Next up, former Tesla AI director and OpenAI founding member Andrej Karpathi we talked about in a previous segment has sparked a pretty important conversation about what really matters in our AI driven future. In a recent post on X, he made a surprising claim by saying that agency is significantly more powerful and scarce now than intelligence. And he actually wrote I had this intuitively wrong for decades, I think due to a pervasive cultural veneration of intelligence, various entertainment, slash media obsession with iq, et cetera. He basically says that we all assume that raw intelligence is the ultimate asset. But in the age of AI that is starting to change. Now. He defines this idea of agency as this separate kind of attribute from intelligence.

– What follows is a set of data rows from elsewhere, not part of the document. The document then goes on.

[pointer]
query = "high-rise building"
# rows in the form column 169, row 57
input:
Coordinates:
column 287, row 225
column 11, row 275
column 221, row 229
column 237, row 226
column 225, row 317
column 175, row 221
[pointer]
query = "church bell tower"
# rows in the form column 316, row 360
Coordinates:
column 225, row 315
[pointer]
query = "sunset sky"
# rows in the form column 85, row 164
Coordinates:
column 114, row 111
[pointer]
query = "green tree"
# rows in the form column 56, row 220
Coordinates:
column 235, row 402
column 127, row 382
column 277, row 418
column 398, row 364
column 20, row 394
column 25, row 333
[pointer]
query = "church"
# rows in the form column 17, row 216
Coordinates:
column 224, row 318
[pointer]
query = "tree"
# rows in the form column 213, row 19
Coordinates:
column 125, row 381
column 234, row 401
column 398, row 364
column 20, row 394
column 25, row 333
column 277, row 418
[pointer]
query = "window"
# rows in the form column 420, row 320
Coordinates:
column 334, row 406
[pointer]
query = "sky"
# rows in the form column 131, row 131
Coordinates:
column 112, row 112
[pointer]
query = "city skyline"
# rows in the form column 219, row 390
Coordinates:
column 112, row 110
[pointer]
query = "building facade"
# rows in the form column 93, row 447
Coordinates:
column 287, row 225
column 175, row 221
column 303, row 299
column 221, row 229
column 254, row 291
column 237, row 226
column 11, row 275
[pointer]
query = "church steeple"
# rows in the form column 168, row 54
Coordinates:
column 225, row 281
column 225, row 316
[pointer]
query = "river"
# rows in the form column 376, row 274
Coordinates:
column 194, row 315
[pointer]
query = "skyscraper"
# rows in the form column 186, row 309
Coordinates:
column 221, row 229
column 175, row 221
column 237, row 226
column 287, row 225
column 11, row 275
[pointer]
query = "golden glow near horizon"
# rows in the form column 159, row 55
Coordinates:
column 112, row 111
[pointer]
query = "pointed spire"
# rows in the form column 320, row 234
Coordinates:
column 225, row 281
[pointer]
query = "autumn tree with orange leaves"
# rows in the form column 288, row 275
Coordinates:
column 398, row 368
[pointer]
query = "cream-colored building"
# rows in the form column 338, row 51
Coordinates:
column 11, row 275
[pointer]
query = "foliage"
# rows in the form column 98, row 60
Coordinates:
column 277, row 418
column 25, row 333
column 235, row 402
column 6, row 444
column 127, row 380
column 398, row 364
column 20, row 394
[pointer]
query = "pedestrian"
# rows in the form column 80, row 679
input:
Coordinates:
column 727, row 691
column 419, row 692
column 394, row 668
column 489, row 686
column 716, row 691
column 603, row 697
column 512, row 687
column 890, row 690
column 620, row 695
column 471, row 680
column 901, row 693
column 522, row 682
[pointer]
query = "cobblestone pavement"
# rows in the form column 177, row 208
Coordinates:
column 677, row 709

It's quote, an individual's capacity to take initiative, make decisions and exert control over their actions and environment. This is about being proactive rather than reactive. People with high agency don't just let life happen to them, they actively shape it. They combine self efficacy, determination and ownership over their path. Now the idea here is that with AI, everyone's going to get more of this type of agency by default. But also as AI handles increasingly complex cognitive tasks, intelligence becomes a commodity. It's basically on tap. So really the only true differentiator, he would argue, becomes agency. As a result, we need to be prioritizing agency in everything we do. And he poses several provocative questions along these lines, saying, are we hiring for agency? Are we educating for agency? Are you acting as if you had 10x agency? So Paul, I when I read this I thought this concept is just something really important for knowledge workers right now to take to heart. It feels, and I still have to explore it a bit more, but it feels to me like at least one directionally correct way to really give yourself the best chance of like, for lack of a better phrase, becoming like AI proof, right? And just building an incredible competitive advantage by optimizing for exhibiting as much agency as possible.

Paul Raitzer (54:39)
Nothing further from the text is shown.